Tuesday, December 04, 2007

Default tints and how they effect us all

Rise of the Fallen is still rolling out on a moderate pace. I'm just hoping that things will go this smoothly from now on. I'm getting extremely sick of trying to repair scripts that worked a week before, but somehow, fail to fire properly after a compile.

I ran into a single hiccup today that ended up opening up future possiblies. All problems should end with a result such as thing.

I have been thinking of a way to incorporate a character that I have always felt was an interesting concept: the vampire paladin. So after a month of planning, I decided I was gonna forge ahead and at least get the blueprint reference in place so I didn't have a tinker with it later. This female vampire paladin started to form as I began assigning the physical appearance. She needed some armor and I wanted to go with full plate. I constructed it in the best way I felt would suit her. It had to have it's own unique appearance.

I decided on a dark purple color for the steel. Saved and compiled it. Added it to the vampire and went for a play test to make sure the shadows rendered well. Behold, the steel was not showing up as purple. I tried it a couple more times, just to make sure that I hadn't missed something.
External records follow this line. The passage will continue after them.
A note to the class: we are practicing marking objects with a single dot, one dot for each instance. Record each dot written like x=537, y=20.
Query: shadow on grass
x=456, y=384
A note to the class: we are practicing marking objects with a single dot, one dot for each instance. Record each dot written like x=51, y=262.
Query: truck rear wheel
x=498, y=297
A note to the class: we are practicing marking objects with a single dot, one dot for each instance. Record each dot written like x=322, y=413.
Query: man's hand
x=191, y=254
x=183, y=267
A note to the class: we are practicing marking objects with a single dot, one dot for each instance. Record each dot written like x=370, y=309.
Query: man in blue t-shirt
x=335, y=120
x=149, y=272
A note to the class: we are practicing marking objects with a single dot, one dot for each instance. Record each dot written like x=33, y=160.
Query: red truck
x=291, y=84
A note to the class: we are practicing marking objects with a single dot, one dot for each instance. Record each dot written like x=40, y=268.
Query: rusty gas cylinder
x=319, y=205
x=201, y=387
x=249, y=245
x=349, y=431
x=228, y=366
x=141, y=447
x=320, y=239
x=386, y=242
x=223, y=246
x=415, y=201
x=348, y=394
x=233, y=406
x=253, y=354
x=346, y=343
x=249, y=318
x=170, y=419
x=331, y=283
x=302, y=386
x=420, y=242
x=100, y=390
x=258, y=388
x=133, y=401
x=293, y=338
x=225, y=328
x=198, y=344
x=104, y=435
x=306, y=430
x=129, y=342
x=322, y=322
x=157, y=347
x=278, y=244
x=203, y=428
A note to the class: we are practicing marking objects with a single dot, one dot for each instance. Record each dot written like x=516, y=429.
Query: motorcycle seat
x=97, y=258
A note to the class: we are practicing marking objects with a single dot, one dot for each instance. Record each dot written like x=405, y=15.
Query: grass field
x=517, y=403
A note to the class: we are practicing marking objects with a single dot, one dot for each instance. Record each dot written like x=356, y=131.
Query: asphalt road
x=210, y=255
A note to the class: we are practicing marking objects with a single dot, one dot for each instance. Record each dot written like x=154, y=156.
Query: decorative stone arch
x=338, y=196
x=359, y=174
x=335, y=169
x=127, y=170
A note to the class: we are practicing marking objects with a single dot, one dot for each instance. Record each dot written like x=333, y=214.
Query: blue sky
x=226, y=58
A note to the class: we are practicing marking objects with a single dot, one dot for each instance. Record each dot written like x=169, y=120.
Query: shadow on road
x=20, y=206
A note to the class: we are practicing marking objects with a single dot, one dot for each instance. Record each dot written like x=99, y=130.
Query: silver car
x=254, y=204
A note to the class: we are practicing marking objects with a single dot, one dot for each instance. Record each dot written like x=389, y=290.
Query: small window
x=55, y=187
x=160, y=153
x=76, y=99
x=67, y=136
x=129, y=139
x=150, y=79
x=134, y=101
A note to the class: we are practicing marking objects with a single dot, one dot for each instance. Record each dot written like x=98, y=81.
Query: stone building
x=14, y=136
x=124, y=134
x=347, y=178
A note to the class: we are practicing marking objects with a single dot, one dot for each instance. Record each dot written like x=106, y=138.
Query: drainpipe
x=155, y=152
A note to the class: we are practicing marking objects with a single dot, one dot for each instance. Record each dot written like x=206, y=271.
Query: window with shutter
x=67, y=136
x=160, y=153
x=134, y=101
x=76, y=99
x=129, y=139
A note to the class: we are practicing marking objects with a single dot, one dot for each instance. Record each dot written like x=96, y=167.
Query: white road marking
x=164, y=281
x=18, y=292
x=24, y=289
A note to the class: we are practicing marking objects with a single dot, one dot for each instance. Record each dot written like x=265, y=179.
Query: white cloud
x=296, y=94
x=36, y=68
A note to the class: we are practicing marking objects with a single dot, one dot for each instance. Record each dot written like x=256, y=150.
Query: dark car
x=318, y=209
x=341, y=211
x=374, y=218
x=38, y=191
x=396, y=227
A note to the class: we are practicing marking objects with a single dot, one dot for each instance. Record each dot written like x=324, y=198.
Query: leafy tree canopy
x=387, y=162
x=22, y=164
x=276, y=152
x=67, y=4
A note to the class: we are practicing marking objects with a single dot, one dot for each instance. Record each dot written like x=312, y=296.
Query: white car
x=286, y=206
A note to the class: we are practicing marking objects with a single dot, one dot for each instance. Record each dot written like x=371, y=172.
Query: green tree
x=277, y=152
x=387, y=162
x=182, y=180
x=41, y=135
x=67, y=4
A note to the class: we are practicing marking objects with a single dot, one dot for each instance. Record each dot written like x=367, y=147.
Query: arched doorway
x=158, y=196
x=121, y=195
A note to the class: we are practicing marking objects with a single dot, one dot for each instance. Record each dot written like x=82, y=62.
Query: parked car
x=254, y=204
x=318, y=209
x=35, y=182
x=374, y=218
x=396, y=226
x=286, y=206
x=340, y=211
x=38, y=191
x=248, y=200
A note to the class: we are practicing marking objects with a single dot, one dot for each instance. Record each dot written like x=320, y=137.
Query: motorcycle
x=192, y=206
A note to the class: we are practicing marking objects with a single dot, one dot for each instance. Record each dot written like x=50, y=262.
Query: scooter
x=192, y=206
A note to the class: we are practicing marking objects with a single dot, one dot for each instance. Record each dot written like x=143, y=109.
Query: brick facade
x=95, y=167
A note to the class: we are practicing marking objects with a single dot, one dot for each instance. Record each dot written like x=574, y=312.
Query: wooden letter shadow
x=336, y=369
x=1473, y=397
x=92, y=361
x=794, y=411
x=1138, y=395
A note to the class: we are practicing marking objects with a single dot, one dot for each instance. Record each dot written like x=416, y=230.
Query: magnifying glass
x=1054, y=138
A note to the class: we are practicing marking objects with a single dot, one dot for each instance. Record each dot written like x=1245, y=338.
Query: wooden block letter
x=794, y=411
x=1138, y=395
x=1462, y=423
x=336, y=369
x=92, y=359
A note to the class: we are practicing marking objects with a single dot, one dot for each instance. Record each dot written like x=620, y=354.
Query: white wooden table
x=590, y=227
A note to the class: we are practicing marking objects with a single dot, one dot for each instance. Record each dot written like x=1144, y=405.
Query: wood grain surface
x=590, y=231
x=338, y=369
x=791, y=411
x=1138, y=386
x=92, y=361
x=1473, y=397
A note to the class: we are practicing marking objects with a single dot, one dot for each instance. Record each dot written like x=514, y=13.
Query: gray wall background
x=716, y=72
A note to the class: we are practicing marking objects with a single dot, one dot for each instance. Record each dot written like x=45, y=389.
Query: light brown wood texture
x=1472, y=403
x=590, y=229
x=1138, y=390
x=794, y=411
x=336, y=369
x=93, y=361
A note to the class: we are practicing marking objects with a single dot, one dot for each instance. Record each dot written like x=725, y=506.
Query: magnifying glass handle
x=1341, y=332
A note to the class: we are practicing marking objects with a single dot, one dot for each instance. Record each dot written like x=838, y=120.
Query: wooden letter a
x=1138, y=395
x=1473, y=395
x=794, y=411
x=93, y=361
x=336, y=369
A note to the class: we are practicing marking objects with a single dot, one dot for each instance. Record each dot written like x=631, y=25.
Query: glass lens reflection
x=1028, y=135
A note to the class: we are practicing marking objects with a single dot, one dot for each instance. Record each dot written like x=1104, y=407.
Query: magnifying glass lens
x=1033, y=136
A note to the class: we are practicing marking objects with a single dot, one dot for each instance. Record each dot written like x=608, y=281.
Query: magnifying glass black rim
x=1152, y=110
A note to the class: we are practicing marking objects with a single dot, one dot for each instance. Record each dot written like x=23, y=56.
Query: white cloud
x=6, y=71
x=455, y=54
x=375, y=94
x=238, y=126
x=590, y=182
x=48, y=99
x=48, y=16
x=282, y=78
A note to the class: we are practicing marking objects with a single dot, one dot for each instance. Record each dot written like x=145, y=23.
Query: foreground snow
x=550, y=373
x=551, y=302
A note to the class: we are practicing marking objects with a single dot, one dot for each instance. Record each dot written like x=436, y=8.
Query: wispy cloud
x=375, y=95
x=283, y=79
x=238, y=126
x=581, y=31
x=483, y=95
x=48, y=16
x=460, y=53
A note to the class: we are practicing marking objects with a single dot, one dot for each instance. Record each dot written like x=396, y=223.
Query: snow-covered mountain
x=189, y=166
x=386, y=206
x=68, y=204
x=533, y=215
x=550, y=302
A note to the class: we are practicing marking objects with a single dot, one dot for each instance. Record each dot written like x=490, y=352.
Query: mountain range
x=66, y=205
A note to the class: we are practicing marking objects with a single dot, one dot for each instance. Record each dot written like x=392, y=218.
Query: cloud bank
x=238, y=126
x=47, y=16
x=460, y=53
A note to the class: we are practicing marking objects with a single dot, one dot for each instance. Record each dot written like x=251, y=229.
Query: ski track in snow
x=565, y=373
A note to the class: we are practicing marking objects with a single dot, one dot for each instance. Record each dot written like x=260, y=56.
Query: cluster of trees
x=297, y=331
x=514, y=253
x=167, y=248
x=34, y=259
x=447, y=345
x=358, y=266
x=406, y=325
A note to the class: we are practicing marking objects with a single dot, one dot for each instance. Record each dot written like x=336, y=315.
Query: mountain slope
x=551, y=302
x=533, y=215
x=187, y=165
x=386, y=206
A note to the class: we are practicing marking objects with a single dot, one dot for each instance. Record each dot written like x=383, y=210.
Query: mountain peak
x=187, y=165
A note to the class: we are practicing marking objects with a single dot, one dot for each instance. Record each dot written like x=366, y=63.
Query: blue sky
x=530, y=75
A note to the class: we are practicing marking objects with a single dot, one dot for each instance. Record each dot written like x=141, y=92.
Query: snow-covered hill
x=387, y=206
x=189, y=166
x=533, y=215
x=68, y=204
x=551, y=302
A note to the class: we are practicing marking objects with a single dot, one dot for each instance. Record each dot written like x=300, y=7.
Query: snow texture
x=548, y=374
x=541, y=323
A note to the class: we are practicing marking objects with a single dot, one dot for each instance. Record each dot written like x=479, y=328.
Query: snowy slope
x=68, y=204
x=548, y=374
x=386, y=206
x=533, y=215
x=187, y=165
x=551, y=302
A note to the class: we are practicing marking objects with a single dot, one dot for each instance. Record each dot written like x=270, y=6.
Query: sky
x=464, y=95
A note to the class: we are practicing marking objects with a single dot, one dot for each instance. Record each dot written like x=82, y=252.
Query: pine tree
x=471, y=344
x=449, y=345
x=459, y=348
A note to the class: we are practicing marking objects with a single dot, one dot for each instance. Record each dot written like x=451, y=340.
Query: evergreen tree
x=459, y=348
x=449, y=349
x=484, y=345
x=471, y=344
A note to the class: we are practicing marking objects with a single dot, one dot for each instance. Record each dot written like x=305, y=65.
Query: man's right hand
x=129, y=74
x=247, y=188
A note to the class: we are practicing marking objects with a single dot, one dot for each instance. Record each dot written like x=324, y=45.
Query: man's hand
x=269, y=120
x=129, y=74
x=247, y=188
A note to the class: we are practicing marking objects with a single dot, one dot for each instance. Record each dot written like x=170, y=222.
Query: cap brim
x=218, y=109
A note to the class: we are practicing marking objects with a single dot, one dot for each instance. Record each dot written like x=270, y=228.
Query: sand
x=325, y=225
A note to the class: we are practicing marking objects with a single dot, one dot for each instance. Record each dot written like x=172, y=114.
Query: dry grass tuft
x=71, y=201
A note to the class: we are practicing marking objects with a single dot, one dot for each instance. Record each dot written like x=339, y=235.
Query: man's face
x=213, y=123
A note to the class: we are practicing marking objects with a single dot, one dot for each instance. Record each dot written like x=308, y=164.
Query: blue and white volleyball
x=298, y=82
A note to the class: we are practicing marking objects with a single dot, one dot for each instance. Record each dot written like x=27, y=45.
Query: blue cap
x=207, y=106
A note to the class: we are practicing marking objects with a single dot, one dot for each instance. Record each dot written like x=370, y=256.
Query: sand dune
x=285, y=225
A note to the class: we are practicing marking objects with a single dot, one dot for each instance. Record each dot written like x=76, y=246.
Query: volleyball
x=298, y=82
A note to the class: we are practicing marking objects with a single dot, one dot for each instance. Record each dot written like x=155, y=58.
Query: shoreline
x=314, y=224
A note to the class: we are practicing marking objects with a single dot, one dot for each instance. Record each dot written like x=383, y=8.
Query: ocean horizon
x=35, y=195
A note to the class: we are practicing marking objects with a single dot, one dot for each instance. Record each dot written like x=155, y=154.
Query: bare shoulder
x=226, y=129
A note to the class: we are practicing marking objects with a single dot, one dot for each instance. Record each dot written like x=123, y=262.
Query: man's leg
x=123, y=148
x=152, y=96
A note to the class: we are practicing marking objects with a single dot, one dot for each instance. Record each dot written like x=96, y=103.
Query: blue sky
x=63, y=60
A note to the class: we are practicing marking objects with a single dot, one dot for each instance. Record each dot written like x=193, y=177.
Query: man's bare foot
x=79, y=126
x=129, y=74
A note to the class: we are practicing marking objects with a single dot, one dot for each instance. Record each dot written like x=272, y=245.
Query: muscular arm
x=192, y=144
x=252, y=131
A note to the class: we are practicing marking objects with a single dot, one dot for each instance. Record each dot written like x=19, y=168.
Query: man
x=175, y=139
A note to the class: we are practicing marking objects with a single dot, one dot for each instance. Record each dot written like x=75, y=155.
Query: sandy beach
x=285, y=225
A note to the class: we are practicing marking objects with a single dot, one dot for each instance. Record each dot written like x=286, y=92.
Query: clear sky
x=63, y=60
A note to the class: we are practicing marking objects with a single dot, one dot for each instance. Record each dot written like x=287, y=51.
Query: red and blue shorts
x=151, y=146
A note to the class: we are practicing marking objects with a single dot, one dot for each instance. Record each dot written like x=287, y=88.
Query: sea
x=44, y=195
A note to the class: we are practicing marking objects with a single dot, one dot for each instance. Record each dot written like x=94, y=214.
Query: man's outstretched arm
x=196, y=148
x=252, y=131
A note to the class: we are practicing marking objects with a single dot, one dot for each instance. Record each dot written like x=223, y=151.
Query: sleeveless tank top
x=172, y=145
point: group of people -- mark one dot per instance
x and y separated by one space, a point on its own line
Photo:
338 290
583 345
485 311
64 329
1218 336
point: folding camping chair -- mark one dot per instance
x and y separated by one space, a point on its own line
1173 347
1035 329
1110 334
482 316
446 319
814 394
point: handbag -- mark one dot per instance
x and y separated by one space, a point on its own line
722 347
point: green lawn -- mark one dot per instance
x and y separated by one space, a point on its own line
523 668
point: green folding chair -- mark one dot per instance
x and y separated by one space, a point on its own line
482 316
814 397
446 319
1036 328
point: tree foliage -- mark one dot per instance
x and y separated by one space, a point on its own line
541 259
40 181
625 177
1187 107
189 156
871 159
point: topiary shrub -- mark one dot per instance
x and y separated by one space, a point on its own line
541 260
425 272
The non-player characters have a default tint setting. The inventory tints mean little unless you remove the default setting. I was able to achieve the dark purple, by changing the character tints.

This would come in handy if you had a non-player controlled character that only wore black. You could change their personal tints, so no matter what they donned, the tints would show as "black". Pretty handy, if you ask me. This would fit in nicely with a "Johnny Cash" type character or a druid that only wore earth tones. There might even be a lingering theme of Miami Vice in there somewhere.